Payer le prix ultime
Les Justes parmi les Nations étaient prêts à risquer leur vie pour sauver des Juifs et dans de nombreux cas, leur altruisme leur coûta la vie.
L'idéologie raciale génocidaire de l'Allemagne nazie préconisait l'extermination de la totalité des Juifs. Les meurtriers nazis étaient déterminés à traquer tous les Juifs cachés, un par un et à éliminer tout obstacle se dressant sur leur chemin. Défier ouvertement cette entreprise meurtrière nécessitait donc une grande force morale et un courage exceptionnel.
L’aide apportée aux Juifs prenait de nombreuses formes exigeant des degrés d'implication et d'abnégation divers. Manifester de la sympathie à l'égard de ceux qui avaient été mis au ban de la société et garder des relations avec eux, leur apporter un soutien moral, leur fournir de la nourriture, un gîte ou de l'argent ; les avertir en cas d'arrestation ou de rafle imminente et les aider à trouver des abris en lieu sûr, sont quelques-unes des formes d'assistance évoquées par les survivants dans leurs témoignages. Bien que tous ces gestes profondément humains et généreux aient souvent été essentiels pour permettre aux Juifs de survivre, la loi Yad Vashem a opté pour une définition plus restrictive. En définissant les Justes parmi les Nations comme des personnes « ayant risqué leur vie pour sauver des Juifs », le législateur a délimité les contours d'un petit groupe d’individus à l'intérieur des cercles plus larges constitués des hommes et des femmes qui ont apporté leur aide et leur soutien aux Juifs durant l'heure la plus sombre de leur histoire.
D'après cette définition, les Justes sont des personnes qui ont non seulement aidé des Juifs, mais qui étaient en outre disposées à renoncer à leur position relativement confortable de spectateurs. Ces individus étaient prêts, si nécessaire, à payer le prix fort pour leur engagement et à partager le sort de leurs protégés.

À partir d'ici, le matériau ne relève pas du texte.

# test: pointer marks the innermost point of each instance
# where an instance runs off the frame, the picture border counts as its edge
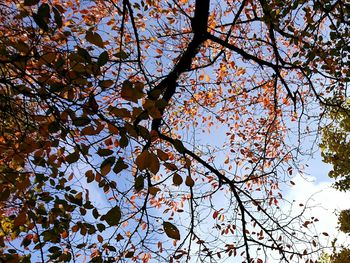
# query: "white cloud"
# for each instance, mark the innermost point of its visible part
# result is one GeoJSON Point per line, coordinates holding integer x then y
{"type": "Point", "coordinates": [325, 203]}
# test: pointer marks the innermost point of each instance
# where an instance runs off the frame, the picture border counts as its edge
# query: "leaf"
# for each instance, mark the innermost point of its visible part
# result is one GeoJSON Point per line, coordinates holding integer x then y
{"type": "Point", "coordinates": [179, 146]}
{"type": "Point", "coordinates": [94, 38]}
{"type": "Point", "coordinates": [147, 160]}
{"type": "Point", "coordinates": [153, 190]}
{"type": "Point", "coordinates": [130, 93]}
{"type": "Point", "coordinates": [104, 152]}
{"type": "Point", "coordinates": [189, 181]}
{"type": "Point", "coordinates": [57, 16]}
{"type": "Point", "coordinates": [112, 217]}
{"type": "Point", "coordinates": [31, 2]}
{"type": "Point", "coordinates": [106, 83]}
{"type": "Point", "coordinates": [20, 220]}
{"type": "Point", "coordinates": [44, 11]}
{"type": "Point", "coordinates": [103, 58]}
{"type": "Point", "coordinates": [73, 157]}
{"type": "Point", "coordinates": [177, 179]}
{"type": "Point", "coordinates": [40, 22]}
{"type": "Point", "coordinates": [139, 183]}
{"type": "Point", "coordinates": [121, 55]}
{"type": "Point", "coordinates": [120, 166]}
{"type": "Point", "coordinates": [106, 165]}
{"type": "Point", "coordinates": [171, 230]}
{"type": "Point", "coordinates": [162, 155]}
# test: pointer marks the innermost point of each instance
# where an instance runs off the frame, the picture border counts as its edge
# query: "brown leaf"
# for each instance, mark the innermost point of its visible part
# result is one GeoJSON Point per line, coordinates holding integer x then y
{"type": "Point", "coordinates": [171, 230]}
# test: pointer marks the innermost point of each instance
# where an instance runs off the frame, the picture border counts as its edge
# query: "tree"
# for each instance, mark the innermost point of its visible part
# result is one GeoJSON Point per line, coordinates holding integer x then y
{"type": "Point", "coordinates": [335, 144]}
{"type": "Point", "coordinates": [120, 97]}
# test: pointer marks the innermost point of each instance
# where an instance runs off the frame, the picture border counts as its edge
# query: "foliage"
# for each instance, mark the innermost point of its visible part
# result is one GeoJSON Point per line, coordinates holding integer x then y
{"type": "Point", "coordinates": [124, 122]}
{"type": "Point", "coordinates": [336, 145]}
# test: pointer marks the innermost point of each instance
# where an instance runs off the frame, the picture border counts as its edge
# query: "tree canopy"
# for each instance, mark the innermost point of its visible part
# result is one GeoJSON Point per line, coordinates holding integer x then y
{"type": "Point", "coordinates": [162, 130]}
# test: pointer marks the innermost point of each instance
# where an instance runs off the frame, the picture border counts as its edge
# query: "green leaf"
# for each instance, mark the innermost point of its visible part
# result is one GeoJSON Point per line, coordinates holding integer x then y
{"type": "Point", "coordinates": [113, 216]}
{"type": "Point", "coordinates": [171, 230]}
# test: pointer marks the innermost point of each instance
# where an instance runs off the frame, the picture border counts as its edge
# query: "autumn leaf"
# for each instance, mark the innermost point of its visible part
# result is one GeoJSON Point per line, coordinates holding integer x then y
{"type": "Point", "coordinates": [177, 179]}
{"type": "Point", "coordinates": [171, 230]}
{"type": "Point", "coordinates": [139, 183]}
{"type": "Point", "coordinates": [113, 216]}
{"type": "Point", "coordinates": [94, 38]}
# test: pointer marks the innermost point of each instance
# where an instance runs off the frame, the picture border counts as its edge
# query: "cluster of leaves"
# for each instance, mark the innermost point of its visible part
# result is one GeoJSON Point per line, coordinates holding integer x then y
{"type": "Point", "coordinates": [107, 109]}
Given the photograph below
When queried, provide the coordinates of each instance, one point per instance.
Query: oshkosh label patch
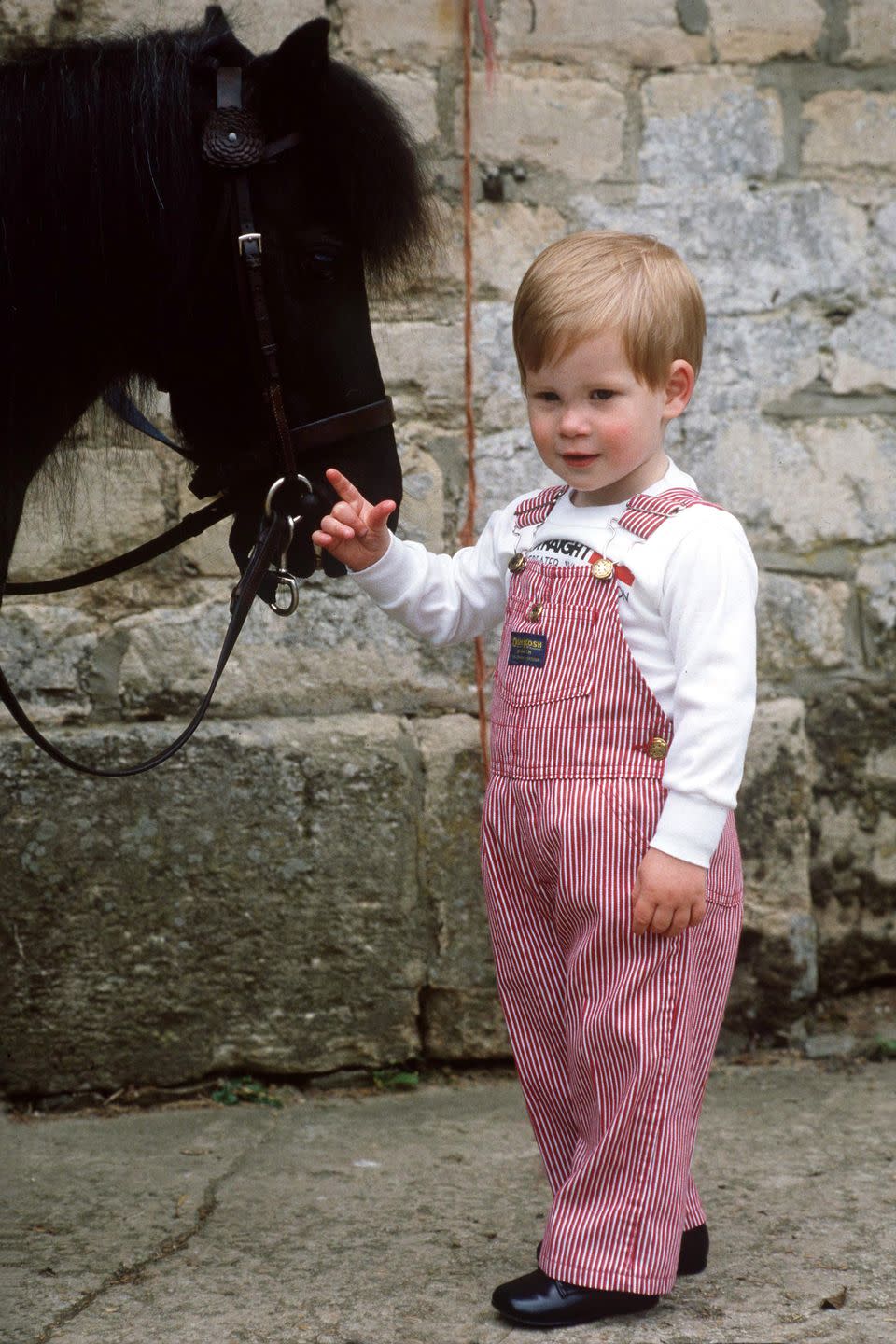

Le risque encouru par les sauveteurs variait d’un pays à l’autre. En Europe de l’Est, les Allemands exécutaient non seulement les gens qui abritaient des Juifs, mais aussi leur famille. Des avis enjoignant la population à ne pas aider les Juifs étaient placardés partout. De manière générale, les châtiments étaient moins sévères en Europe de l’Ouest, même si les conséquences pouvaient aussi y être terribles : certains Justes parmi les Nations furent emprisonnés dans des camps et quelquefois même assassinés. En outre, compte tenu de la brutalité du traitement réservé aux Juifs et de la détermination affichée par les persécuteurs à les traquer jusqu'au dernier, la population locale devait craindre d’avoir à endurer de grandes souffrances si elle essayait d’aider les victimes des persécutions. De ce fait, les sauveteurs comme leurs protégés vivaient constamment dans la peur d’être pris et le risque d’être dénoncé par des voisins ou des collaborateurs était omniprésent. Le danger s’en trouvait accru et il était d’autant plus difficile pour des gens ordinaires de défier les lois et les conventions. Ceux qui décidaient d’abriter des Juifs devaient sacrifier le confort d’une vie normale pour se lancer dans l'aventure de la clandestinité – souvent à contre-courant des normes en vigueur dans la société dans laquelle ils vivaient, dans la crainte de leurs voisins et amis – et accepter de vivre dans la terreur d'être dénoncés et arrêtés.